At the very bottom of the wodui [moisten pile] fermentation heap used to "cook" shupu, the high pressure and high heat give rise not quite so much to diamonds, as to tough little nuggets. These charming little lumps are exceedingly inexpensive ($28/Kg from Tuochatea, for example) and make for a somewhat unusual experience.
Many thanks to the infinite splendours of
The tou in "chatou" means "little piece", and is also the word for "head". I was long familiar with the term kowtow, for example, referring to the famous Oriental prostration, without knowing that it was Chinese, with the latter syllable being tou in modern Pinyin. It just goes to show what you don't know you know.
Scottish Mountain @ 100C in 10cl shupu pot; ~5-8g leaf; 2 rinses
Small rounded nuggets, these charming little items are a dusty brown, and smell of the somewhat salty fresh-shupu aroma.
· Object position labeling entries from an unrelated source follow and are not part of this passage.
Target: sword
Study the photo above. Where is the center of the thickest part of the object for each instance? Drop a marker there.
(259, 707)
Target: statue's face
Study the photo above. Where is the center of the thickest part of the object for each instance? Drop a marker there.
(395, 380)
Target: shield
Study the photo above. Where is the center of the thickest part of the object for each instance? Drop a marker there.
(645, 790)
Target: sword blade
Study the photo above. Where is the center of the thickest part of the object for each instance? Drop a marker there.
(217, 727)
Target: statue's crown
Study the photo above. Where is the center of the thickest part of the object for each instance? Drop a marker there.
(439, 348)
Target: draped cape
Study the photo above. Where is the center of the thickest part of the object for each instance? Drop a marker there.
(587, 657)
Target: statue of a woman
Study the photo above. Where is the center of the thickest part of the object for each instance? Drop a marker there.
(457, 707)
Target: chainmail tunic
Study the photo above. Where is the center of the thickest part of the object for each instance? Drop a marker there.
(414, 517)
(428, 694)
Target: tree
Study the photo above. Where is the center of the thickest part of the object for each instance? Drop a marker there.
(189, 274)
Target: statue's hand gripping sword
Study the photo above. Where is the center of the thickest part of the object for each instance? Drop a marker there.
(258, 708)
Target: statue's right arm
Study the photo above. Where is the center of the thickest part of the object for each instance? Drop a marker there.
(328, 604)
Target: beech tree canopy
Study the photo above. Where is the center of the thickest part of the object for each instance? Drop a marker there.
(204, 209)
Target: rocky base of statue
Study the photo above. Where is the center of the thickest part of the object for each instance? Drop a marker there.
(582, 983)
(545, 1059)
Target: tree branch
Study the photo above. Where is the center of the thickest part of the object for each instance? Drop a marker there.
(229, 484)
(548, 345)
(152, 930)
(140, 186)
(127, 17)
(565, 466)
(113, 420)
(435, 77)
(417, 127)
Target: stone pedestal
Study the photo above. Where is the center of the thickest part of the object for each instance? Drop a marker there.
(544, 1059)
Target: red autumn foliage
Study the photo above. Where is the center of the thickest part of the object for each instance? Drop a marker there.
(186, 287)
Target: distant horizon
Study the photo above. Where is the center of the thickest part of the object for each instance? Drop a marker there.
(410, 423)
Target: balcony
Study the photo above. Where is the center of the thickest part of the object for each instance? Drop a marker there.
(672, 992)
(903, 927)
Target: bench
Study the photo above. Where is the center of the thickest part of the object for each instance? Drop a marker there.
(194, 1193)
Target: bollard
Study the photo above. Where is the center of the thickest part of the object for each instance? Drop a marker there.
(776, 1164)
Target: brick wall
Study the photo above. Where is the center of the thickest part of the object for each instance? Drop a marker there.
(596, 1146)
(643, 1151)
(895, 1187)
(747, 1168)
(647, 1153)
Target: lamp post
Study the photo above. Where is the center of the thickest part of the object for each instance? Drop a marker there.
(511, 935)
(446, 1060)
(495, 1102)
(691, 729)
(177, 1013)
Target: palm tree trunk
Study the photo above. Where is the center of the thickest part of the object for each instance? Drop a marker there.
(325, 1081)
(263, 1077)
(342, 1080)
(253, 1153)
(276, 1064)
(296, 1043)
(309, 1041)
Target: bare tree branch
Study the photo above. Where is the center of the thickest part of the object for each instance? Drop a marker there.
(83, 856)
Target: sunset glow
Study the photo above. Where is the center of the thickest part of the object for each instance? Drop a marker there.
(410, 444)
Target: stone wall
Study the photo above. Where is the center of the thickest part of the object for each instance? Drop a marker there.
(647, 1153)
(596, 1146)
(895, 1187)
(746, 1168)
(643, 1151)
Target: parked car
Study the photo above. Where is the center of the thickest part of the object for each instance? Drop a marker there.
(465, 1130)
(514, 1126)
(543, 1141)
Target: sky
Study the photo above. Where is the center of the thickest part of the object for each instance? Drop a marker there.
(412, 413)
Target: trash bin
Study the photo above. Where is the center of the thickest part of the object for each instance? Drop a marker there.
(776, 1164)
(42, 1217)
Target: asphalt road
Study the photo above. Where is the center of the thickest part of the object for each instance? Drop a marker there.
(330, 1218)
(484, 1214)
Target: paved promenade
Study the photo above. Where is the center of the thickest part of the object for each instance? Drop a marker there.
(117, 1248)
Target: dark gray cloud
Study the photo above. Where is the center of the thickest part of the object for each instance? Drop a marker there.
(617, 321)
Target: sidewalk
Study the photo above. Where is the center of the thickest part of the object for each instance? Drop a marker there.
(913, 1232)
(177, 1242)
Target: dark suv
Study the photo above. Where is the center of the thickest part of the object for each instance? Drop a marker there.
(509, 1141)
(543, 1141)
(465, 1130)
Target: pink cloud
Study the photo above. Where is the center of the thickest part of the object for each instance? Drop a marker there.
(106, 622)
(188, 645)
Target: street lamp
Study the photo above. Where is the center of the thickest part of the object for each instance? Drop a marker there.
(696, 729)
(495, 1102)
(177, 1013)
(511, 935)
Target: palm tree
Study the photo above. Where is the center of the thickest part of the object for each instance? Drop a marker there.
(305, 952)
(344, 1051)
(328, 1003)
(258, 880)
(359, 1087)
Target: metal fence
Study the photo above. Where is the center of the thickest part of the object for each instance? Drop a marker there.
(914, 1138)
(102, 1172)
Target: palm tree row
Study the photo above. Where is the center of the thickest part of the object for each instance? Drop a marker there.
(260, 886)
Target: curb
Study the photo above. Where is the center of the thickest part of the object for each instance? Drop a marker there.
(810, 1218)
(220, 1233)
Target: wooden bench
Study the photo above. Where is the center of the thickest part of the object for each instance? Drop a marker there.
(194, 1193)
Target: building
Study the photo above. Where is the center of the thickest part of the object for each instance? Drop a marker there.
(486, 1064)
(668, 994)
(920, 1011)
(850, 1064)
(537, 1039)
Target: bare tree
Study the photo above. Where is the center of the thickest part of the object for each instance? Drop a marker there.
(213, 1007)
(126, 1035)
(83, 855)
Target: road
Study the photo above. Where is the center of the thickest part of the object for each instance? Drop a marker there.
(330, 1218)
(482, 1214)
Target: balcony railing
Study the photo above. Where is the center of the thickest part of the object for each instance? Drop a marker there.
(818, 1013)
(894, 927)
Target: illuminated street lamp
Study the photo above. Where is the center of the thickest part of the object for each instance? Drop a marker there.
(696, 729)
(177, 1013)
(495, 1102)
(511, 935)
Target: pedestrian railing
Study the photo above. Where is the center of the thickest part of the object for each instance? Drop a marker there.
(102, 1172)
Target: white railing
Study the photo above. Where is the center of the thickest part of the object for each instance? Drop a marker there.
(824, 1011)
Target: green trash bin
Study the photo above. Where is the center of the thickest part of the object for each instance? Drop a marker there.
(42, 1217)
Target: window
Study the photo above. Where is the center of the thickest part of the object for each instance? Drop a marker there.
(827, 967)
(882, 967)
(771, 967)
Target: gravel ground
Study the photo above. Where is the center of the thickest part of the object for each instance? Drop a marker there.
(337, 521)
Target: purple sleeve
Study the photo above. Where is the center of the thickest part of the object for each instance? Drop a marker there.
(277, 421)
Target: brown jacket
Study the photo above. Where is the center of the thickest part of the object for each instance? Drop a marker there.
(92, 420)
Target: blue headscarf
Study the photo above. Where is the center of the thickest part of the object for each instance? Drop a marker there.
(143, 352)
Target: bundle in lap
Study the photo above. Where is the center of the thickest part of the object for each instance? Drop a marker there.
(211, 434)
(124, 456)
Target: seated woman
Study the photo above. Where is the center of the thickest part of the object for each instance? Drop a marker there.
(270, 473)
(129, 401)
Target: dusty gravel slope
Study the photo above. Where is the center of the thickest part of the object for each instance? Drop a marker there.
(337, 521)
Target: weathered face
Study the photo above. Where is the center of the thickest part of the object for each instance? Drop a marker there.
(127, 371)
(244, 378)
5s, 7s, 10s, 15s, 20s, 40s, 60s, >90s:
Deep burgundy soup gives the immediate impression that I have overbrewed. CB's description of overbrewed young shupu as "burning tyres" springs to mind. Alas, no tyre! Merely the rich scent of currants and sultanas, with some maltiness, and a touch of saltiness.
Though the colour is strong, and the character is rich, this tea is confoundingly mellow: it is "worn out" in the most lovely way, like a faded painting.
Saltiness fades after an infusion or two, transmuting into an enjoyable creaminess. What a curiousity is this eroded leaf!
It remains stable and enjoyable right until the end, without any sign of cracking apart as poor shupu is wont to do.
Small shreds of black leaves, there is little to be seen.
What an experience: it has the potent power of young leaf, evinced in its caffeine content, and rich aroma, and yet the flavour is so well-eroded and muted (presumably by the intensity of its "cooking").
It is rather wabi-sabi, in that it contains a beautiful simplicity with a humble, worn, threadbare character.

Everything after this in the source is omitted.